Thomson ReutersVolkswagen power plant in Wolfsburg
BERLIN (Reuters) – Volkswagen’s top committee will meet for the third time in three weeks on Feb. 3, as it continues to grapple with a scandal over rigged diesel emissions tests more than four months after it broke, people familiar with the matter said.Europe’s largest automaker needs to prepare for what will likely be a stormy annual shareholders’ meeting in April, and is looking at how to account for the scandal in its 2015 results, due to be published in March, one of the people said.
The German company is mired in the biggest business crisis in its history after admitting in September that it rigged diesel emissions tests in the United States and cheat software could be installed in 11 million vehicles worldwide.

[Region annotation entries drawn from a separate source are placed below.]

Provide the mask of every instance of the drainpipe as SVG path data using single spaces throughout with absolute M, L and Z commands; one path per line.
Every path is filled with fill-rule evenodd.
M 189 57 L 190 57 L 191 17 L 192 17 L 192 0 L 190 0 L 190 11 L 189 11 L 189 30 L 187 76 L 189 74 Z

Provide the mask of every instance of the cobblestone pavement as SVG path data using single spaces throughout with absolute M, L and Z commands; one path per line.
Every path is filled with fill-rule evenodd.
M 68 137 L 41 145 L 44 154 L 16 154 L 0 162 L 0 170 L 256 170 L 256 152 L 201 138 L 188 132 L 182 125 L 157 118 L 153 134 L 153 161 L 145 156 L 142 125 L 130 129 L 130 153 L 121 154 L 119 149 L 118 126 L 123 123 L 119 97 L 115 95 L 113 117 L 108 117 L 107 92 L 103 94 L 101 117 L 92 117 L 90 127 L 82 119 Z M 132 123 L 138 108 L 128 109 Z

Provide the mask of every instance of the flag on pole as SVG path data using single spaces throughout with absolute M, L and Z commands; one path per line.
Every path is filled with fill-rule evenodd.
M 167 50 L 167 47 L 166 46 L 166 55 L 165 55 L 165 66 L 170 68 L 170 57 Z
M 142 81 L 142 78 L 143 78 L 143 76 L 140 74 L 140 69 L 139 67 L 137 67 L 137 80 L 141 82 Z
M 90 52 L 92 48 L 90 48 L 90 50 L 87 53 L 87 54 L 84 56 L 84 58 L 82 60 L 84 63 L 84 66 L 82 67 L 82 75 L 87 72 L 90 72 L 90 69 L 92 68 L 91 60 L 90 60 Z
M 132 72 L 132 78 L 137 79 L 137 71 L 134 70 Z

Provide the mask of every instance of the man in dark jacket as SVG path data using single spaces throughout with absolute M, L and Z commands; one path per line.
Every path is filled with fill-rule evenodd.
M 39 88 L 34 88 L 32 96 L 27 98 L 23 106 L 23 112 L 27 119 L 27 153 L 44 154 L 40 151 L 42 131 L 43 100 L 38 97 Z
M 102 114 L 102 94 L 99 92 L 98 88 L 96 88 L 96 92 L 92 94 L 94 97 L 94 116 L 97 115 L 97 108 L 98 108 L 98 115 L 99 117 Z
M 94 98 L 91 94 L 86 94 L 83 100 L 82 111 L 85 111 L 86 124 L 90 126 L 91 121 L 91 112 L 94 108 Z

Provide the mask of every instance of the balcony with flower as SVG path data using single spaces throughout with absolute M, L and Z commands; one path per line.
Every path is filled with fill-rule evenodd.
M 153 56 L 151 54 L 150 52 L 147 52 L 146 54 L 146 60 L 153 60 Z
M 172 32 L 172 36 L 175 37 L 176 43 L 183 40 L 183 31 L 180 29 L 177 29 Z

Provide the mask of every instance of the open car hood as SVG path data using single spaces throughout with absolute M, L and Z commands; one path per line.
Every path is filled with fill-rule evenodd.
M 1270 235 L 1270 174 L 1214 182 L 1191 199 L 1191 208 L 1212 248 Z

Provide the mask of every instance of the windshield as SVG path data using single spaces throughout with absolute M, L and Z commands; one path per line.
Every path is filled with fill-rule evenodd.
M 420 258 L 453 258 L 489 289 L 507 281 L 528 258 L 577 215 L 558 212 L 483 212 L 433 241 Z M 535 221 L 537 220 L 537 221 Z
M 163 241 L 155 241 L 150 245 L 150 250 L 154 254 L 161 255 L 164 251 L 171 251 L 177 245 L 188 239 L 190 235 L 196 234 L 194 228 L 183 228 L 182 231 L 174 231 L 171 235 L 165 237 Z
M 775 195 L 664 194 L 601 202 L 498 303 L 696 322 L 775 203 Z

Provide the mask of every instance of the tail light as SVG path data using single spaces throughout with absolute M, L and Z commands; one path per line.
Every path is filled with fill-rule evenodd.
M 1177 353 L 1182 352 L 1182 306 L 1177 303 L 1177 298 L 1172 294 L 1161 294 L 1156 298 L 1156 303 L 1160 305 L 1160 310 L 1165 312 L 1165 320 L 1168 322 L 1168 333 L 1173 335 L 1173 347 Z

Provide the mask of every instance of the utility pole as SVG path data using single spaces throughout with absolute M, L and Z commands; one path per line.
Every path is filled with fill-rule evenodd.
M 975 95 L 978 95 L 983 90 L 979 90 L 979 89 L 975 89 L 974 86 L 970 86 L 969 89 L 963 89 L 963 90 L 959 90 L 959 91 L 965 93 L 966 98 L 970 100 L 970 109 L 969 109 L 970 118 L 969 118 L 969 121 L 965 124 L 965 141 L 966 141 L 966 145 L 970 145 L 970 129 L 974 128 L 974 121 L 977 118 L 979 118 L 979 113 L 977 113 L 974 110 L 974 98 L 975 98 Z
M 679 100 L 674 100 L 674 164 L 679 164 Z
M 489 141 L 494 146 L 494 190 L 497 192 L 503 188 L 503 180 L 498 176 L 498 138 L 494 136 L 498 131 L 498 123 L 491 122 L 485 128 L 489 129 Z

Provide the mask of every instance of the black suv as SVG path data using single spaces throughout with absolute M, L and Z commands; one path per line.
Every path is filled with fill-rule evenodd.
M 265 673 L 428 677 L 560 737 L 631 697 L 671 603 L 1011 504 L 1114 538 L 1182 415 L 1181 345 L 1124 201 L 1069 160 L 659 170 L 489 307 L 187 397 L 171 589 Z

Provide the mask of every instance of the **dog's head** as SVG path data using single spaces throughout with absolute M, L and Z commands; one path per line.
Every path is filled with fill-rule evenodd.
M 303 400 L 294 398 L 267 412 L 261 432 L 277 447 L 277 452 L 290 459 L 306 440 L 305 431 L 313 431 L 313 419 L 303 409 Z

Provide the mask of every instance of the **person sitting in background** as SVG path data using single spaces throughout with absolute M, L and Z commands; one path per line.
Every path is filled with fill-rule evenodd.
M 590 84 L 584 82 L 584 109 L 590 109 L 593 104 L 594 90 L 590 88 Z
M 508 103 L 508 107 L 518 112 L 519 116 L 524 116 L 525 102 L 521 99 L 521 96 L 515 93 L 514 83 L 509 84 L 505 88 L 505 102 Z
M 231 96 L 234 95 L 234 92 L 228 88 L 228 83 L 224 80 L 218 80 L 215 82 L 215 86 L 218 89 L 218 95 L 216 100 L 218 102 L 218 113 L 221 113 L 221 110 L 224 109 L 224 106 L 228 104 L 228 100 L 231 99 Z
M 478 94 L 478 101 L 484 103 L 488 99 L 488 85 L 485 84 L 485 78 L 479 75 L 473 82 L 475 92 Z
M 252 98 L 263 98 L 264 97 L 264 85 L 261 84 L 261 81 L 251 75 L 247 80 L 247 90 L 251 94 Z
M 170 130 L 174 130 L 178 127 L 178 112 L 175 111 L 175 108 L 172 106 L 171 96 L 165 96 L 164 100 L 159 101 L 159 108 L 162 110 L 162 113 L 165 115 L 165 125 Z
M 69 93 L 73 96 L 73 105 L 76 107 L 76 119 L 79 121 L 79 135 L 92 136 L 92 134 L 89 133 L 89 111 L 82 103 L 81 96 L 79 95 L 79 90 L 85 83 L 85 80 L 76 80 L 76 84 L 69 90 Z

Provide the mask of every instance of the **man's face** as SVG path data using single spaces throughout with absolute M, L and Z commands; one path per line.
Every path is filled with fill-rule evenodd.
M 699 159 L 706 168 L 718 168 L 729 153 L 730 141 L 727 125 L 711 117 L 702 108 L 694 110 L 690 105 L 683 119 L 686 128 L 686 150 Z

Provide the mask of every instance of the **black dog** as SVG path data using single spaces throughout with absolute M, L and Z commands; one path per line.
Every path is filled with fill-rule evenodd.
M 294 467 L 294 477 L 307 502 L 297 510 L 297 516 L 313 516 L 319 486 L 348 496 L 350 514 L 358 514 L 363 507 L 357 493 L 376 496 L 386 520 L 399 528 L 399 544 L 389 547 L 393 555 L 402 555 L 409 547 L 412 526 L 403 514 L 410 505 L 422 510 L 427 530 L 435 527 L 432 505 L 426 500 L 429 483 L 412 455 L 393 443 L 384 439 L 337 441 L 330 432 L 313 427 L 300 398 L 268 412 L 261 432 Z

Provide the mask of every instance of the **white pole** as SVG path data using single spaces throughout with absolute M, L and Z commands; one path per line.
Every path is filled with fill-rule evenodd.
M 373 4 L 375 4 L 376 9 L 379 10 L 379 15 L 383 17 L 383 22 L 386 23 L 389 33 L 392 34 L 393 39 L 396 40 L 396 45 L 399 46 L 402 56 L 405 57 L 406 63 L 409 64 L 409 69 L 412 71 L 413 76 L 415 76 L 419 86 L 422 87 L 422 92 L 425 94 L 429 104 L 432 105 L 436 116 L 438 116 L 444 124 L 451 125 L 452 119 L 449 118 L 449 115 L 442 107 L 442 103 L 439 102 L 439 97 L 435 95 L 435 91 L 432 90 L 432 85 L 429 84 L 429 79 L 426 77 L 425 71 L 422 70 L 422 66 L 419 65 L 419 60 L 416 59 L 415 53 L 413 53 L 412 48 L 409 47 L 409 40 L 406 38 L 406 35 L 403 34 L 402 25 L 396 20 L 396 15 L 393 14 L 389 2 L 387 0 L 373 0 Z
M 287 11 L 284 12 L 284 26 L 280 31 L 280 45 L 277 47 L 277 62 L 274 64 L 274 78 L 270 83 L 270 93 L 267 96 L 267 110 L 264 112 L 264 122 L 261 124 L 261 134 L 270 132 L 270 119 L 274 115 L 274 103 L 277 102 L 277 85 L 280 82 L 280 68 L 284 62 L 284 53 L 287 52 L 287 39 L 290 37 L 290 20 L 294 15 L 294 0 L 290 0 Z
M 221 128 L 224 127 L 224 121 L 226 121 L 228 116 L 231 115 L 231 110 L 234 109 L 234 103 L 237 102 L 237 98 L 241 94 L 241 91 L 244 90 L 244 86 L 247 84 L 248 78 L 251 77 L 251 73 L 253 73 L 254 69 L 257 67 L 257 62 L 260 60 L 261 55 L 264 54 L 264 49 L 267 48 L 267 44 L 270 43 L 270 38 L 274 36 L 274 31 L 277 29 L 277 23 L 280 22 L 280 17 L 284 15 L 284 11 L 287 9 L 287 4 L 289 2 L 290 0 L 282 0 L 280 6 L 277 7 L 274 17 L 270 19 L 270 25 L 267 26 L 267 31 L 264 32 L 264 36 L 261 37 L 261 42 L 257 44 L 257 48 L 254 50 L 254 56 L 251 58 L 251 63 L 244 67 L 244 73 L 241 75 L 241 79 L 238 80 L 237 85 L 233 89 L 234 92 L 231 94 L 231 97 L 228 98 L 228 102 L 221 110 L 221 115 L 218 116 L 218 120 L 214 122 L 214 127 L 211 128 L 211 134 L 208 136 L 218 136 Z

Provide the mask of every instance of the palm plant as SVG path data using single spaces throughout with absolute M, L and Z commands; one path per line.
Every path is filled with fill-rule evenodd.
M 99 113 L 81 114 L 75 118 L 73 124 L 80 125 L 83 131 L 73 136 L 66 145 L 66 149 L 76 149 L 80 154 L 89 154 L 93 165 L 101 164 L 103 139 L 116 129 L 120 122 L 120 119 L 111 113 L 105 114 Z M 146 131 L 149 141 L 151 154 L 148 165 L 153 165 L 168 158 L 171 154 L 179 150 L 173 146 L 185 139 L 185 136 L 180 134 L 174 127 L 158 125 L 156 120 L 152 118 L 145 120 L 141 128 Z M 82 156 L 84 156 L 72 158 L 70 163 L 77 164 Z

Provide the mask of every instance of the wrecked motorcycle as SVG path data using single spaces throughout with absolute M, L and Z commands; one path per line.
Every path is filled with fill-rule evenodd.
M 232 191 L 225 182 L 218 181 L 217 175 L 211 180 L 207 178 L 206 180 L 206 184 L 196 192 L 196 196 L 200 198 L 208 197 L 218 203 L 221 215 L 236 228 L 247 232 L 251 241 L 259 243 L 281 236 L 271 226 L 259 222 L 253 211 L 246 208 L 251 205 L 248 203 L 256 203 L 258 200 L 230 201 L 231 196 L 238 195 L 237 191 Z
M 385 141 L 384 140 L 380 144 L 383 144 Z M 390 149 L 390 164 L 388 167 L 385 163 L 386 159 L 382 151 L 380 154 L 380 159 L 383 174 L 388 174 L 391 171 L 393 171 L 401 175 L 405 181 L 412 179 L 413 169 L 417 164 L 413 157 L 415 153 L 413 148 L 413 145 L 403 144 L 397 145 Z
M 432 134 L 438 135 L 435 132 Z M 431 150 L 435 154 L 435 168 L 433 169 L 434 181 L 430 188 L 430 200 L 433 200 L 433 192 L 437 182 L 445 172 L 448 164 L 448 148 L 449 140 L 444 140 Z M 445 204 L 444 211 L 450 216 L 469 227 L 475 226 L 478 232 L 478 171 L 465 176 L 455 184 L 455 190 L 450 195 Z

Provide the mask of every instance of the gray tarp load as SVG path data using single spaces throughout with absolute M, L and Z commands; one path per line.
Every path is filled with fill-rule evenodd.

With U.S. customers still in the dark about when and how their cars will be fixed and hundreds of lawsuits looming, the executive committee of the company’s supervisory board will meet next Wednesday, the people said, speaking on condition of anonymity because the meeting has not been made public.
“In this special situation it would not be enough for the executive committee to only meet ahead of a supervisory board meeting, or every six to eight weeks,” the first person said.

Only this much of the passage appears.